How an AI agent goes from zero to persistent EU storage in under 10 seconds, with no human in the loop.

This is the complete lifecycle. An agent with HTTP access can execute all of this autonomously.

1. Register (one-time)

The agent creates its own account. No email verification, no captcha, no credit card.

POST https://api.eustore.dev/v1/auth/register
Content-Type: application/json

{
  "name": "research-agent-7b",
  "email": "agent-7b@mycompany.ai"
}

# Response:
{
  "api_key": "eust_abc123...",
  "customer_id": "cust_...",
  "free_credits": 50,
  "message": "Account created. 50 free credits added (€0.50)."
}

2. Authenticate

POST https://api.eustore.dev/v1/auth/token
Content-Type: application/json

{
  "api_key": "eust_abc123..."
}

# Response:
{
  "token": "eyJ...",
  "expires_in": 86400
}

3. Create a bucket

The agent provisions its own storage. Picks a region closest to its workload.

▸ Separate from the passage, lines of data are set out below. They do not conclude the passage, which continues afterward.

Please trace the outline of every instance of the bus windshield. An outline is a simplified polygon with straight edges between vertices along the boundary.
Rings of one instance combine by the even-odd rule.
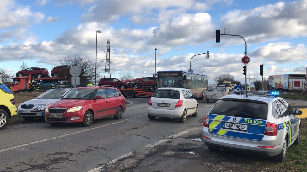
[[[159,77],[157,83],[158,88],[182,88],[182,77],[168,76]]]

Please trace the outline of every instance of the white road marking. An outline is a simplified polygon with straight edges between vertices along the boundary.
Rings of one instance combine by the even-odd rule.
[[[124,122],[124,121],[127,121],[128,120],[130,120],[130,119],[134,119],[134,118],[138,118],[139,117],[140,117],[141,116],[143,116],[146,115],[147,115],[147,114],[143,114],[143,115],[140,115],[140,116],[136,116],[136,117],[134,117],[133,118],[129,118],[128,119],[124,119],[124,120],[121,120],[121,121],[118,121],[118,122],[114,122],[114,123],[111,123],[111,124],[106,124],[106,125],[101,125],[101,126],[99,126],[99,127],[94,127],[94,128],[92,128],[88,129],[85,129],[84,130],[82,130],[82,131],[77,131],[77,132],[74,132],[73,133],[69,133],[68,134],[64,134],[63,135],[62,135],[57,136],[54,137],[51,137],[51,138],[48,138],[48,139],[44,139],[43,140],[38,140],[37,141],[35,141],[35,142],[31,142],[31,143],[26,143],[25,144],[21,144],[20,145],[18,145],[18,146],[14,146],[14,147],[11,147],[10,148],[6,148],[6,149],[2,149],[1,150],[0,150],[0,152],[3,152],[3,151],[6,151],[7,150],[11,150],[11,149],[14,149],[17,148],[20,148],[20,147],[23,147],[23,146],[27,146],[28,145],[30,145],[31,144],[35,144],[35,143],[40,143],[40,142],[44,142],[45,141],[47,141],[48,140],[53,140],[54,139],[58,139],[59,138],[61,138],[61,137],[65,137],[65,136],[69,136],[69,135],[73,135],[73,134],[77,134],[78,133],[82,133],[83,132],[85,132],[85,131],[90,131],[90,130],[93,130],[93,129],[98,129],[98,128],[101,128],[101,127],[105,127],[106,126],[108,126],[109,125],[113,125],[113,124],[118,124],[118,123],[120,123],[122,122]]]
[[[152,143],[149,144],[148,145],[145,146],[145,147],[154,147],[156,146],[157,146],[161,143],[165,142],[170,140],[172,139],[173,139],[175,137],[179,137],[180,136],[181,136],[185,134],[186,134],[191,131],[196,131],[198,129],[202,129],[202,127],[194,127],[193,128],[191,128],[191,129],[188,129],[185,131],[181,131],[181,132],[180,132],[177,134],[175,134],[172,135],[170,136],[167,137],[165,138],[164,138],[161,139],[156,142],[154,142]],[[110,165],[116,162],[117,161],[120,160],[121,159],[123,158],[125,158],[126,157],[128,157],[128,156],[130,156],[134,154],[134,153],[133,152],[130,152],[127,154],[126,154],[120,157],[119,157],[116,159],[115,159],[112,161],[104,164],[103,165],[100,165],[97,167],[95,168],[90,171],[89,171],[88,172],[98,172],[98,171],[104,171],[105,170],[105,169],[104,168],[104,167],[108,165]]]

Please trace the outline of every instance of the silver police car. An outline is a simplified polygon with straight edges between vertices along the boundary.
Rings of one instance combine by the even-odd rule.
[[[49,90],[43,93],[36,99],[21,104],[17,109],[17,115],[25,121],[29,121],[35,118],[45,119],[45,108],[59,100],[73,89],[72,86],[61,85],[63,87]]]
[[[204,119],[203,141],[211,151],[242,151],[285,162],[287,148],[299,144],[300,120],[296,115],[302,112],[276,97],[278,93],[247,91],[216,102]]]

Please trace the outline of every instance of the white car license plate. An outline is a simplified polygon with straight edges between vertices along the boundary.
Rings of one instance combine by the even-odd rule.
[[[223,122],[222,128],[224,129],[239,130],[244,131],[247,131],[247,125]]]
[[[49,118],[62,118],[62,114],[50,114],[49,116]]]
[[[162,106],[163,107],[169,107],[170,104],[168,103],[158,103],[157,105],[158,106]]]

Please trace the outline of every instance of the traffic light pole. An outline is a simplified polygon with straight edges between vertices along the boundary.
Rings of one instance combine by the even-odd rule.
[[[230,34],[223,34],[223,33],[220,33],[220,35],[228,35],[228,36],[236,36],[240,37],[241,38],[242,38],[242,39],[243,39],[243,40],[244,40],[244,42],[245,42],[245,52],[244,53],[245,53],[245,56],[247,56],[247,44],[246,44],[246,41],[245,40],[245,39],[244,39],[244,38],[243,37],[240,36],[240,35],[230,35]],[[246,64],[245,64],[245,66],[247,66]],[[246,68],[247,68],[247,67],[246,67]],[[245,90],[247,91],[247,88],[246,87],[246,86],[246,86],[246,75],[245,75]],[[263,83],[263,82],[262,82],[262,83]],[[263,88],[263,87],[262,87],[262,88]]]
[[[193,72],[192,71],[192,69],[191,68],[191,67],[192,67],[192,66],[191,66],[191,63],[192,63],[192,59],[193,58],[193,57],[194,57],[194,56],[198,56],[198,55],[201,55],[202,54],[207,54],[207,53],[202,53],[202,54],[196,54],[196,55],[194,55],[194,56],[193,56],[193,57],[192,57],[192,58],[191,58],[191,60],[190,60],[190,70],[189,70],[189,72]]]

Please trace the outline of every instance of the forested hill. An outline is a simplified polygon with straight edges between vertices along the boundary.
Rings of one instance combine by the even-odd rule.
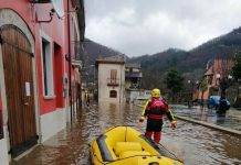
[[[241,28],[190,51],[169,48],[154,55],[130,58],[129,62],[140,63],[145,88],[161,88],[164,75],[171,66],[186,76],[201,76],[208,61],[216,56],[233,56],[235,51],[241,51]]]
[[[122,54],[87,38],[84,50],[87,58],[86,64],[94,64],[99,55],[113,56]],[[170,67],[176,66],[187,77],[200,77],[208,61],[213,59],[217,55],[221,57],[233,56],[235,51],[241,51],[241,28],[210,40],[190,51],[169,48],[154,55],[143,55],[133,58],[126,56],[126,58],[132,63],[140,63],[144,75],[144,88],[161,88],[165,74]]]

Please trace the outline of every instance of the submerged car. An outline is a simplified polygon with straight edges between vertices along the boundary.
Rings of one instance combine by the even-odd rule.
[[[224,99],[222,101],[226,101],[226,105],[227,105],[226,109],[229,110],[230,108],[229,100]],[[220,106],[220,96],[210,96],[208,99],[208,108],[218,110],[219,106]]]

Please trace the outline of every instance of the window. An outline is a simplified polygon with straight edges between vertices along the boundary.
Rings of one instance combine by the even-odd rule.
[[[117,70],[111,69],[111,79],[116,79],[116,78],[117,78]]]
[[[51,53],[50,42],[42,38],[44,96],[53,96],[53,62]]]
[[[109,91],[109,98],[117,98],[117,91],[116,90],[111,90]]]

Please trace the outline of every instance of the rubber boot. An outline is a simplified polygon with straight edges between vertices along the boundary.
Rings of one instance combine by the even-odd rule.
[[[161,132],[154,132],[154,141],[156,143],[160,142],[160,138],[161,138]]]
[[[145,136],[151,139],[153,132],[151,131],[146,131]]]

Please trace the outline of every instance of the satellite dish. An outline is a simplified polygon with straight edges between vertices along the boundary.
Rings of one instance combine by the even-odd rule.
[[[53,8],[56,11],[59,18],[64,16],[64,3],[63,0],[52,0]]]

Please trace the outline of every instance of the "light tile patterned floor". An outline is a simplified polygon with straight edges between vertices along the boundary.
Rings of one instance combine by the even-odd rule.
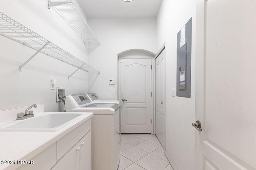
[[[153,135],[122,134],[120,151],[118,170],[173,170]]]

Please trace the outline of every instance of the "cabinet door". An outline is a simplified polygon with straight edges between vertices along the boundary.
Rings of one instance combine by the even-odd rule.
[[[57,163],[57,170],[79,170],[79,147],[76,143],[59,160]]]
[[[92,170],[92,131],[90,130],[80,141],[80,170]]]

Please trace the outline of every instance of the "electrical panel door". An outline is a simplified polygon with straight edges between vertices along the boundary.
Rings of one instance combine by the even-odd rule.
[[[177,35],[177,94],[190,98],[192,21],[190,18]]]

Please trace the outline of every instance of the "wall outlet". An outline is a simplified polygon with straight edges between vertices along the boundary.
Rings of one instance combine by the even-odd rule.
[[[110,94],[115,94],[116,89],[111,89],[110,90]]]
[[[62,101],[59,98],[59,96],[61,97],[65,96],[65,88],[61,87],[56,87],[56,102]]]
[[[176,94],[176,89],[173,88],[172,89],[172,97],[175,97],[175,94]]]
[[[109,85],[116,84],[116,81],[114,80],[109,80]]]

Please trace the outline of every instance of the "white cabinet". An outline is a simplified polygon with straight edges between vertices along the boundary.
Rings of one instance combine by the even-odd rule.
[[[80,140],[80,170],[92,170],[92,130]],[[78,142],[79,143],[79,142]]]
[[[57,170],[91,170],[91,137],[90,130],[59,160]]]
[[[18,170],[92,170],[91,119],[43,150]]]
[[[22,160],[22,159],[21,159]],[[56,143],[43,150],[34,158],[30,159],[34,164],[22,165],[18,170],[48,170],[56,164]]]

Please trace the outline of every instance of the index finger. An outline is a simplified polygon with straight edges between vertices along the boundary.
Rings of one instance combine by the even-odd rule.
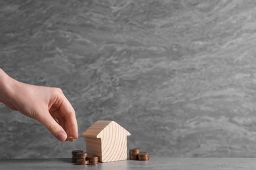
[[[60,112],[62,114],[62,117],[64,118],[68,124],[68,127],[66,128],[70,133],[68,135],[73,136],[74,139],[77,139],[78,128],[75,110],[65,95],[63,95],[63,101],[60,106]]]

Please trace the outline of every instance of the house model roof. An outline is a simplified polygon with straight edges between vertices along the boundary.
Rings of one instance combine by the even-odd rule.
[[[121,131],[122,134],[127,136],[131,135],[131,133],[116,123],[115,121],[98,120],[90,126],[82,136],[94,138],[102,138],[104,135],[118,135]]]

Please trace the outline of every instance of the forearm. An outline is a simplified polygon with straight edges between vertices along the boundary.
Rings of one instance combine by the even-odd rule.
[[[0,102],[12,109],[15,109],[12,103],[14,97],[14,86],[16,82],[0,69]]]

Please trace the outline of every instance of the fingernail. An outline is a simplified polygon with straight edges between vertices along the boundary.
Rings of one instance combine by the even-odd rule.
[[[66,135],[63,132],[60,132],[57,135],[57,138],[60,141],[64,141],[67,139],[67,135]]]

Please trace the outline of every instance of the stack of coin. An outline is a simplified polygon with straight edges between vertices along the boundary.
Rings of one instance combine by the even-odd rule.
[[[139,148],[131,148],[130,149],[129,158],[131,160],[138,160],[138,154],[140,152]]]
[[[79,160],[85,160],[86,158],[87,158],[88,154],[87,152],[79,152],[76,154],[76,162],[77,163],[77,161]]]
[[[142,152],[138,154],[139,161],[149,161],[150,153],[149,152]]]
[[[87,160],[89,161],[89,165],[98,165],[98,156],[89,156],[87,157]]]
[[[77,165],[88,165],[89,161],[85,159],[79,160],[76,162]]]
[[[71,159],[71,161],[72,162],[76,162],[76,155],[77,153],[81,153],[81,152],[83,152],[83,150],[73,150],[72,152],[72,158]]]

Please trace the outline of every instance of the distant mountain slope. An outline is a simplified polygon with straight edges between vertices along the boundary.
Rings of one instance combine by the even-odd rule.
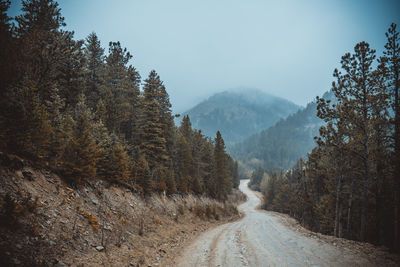
[[[215,94],[185,112],[193,128],[214,137],[219,130],[229,147],[299,109],[296,104],[257,89],[235,89]]]
[[[325,99],[332,97],[330,92],[323,95]],[[314,101],[274,126],[234,145],[230,153],[249,166],[261,164],[266,169],[288,169],[316,146],[314,136],[319,134],[322,123],[317,117]]]

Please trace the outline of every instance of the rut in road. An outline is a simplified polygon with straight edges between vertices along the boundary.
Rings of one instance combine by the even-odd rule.
[[[260,199],[247,183],[240,184],[248,196],[239,206],[244,218],[200,235],[177,266],[373,266],[357,252],[305,236],[279,215],[257,210]]]

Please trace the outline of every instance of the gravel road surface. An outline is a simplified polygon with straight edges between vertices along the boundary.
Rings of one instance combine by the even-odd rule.
[[[258,210],[260,199],[241,181],[244,218],[211,229],[177,259],[178,266],[373,266],[349,249],[309,236],[276,213]]]

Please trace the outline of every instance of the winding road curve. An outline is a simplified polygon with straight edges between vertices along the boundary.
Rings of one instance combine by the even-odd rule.
[[[177,259],[177,266],[370,266],[367,259],[282,223],[257,210],[260,199],[242,181],[245,217],[200,235]]]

POST https://api.eustore.dev/v1/storage/buckets
Authorization: Bearer eyJ...
Content-Type: application/json

{
  "name": "agent-7b-memory",
  "region": "eu-central"
}

# Response:
{
  "id": "bucket_...",
  "name": "agent-7b-memory",
  "region": "eu-central",
  "s3_endpoint": "https://fsn1.your-objectstorage.com",
  "created_at": "2026-03-29T07:00:00Z"
}

4. Get S3 credentials

Per-bucket S3 credentials. The agent uses these with any S3 client.

GET https://api.eustore.dev/v1/storage/buckets/{bucket_id}/credentials
Authorization: Bearer eyJ...

# Response:
{
  "access_key": "...",
  "secret_key": "...",
  "endpoint": "https://fsn1.your-objectstorage.com",
  "bucket_name": "agent-7b-memory",
  "region": "eu-central"
}

5. Store and retrieve data

Standard S3 — works with boto3, aws-cli, any S3 library.

# Python (boto3)
import boto3, json

s3 = boto3.client('s3',
    endpoint_url='https://fsn1.your-objectstorage.com',
    aws_access_key_id=creds['access_key'],
    aws_secret_access_key=creds['secret_key'],
    region_name='eu-central'
)

# Store agent memory
memory = {"session": "2026-03-29", "insights": [...], "decisions": [...]}
s3.put_object(
    Bucket='agent-7b-memory',
    Key='memory/2026-03-29.json',
    Body=json.dumps(memory)
)

# Retrieve across sessions
obj = s3.get_object(Bucket='agent-7b-memory', Key='memory/2026-03-29.json')
previous_memory = json.loads(obj['Body'].read())

6. Monitor costs

The agent checks its own spending. No surprise bills.

GET https://api.eustore.dev/v1/billing/balance
Authorization: Bearer eyJ...

# Response:
{
  "credits_remaining": 42,
  "credits_used": 8,
  "estimated_monthly_cost": 0.80,
  "currency": "EUR"
}

7. Top up programmatically

When credits run low, the agent can top up — via crypto (no human approval needed) or Stripe.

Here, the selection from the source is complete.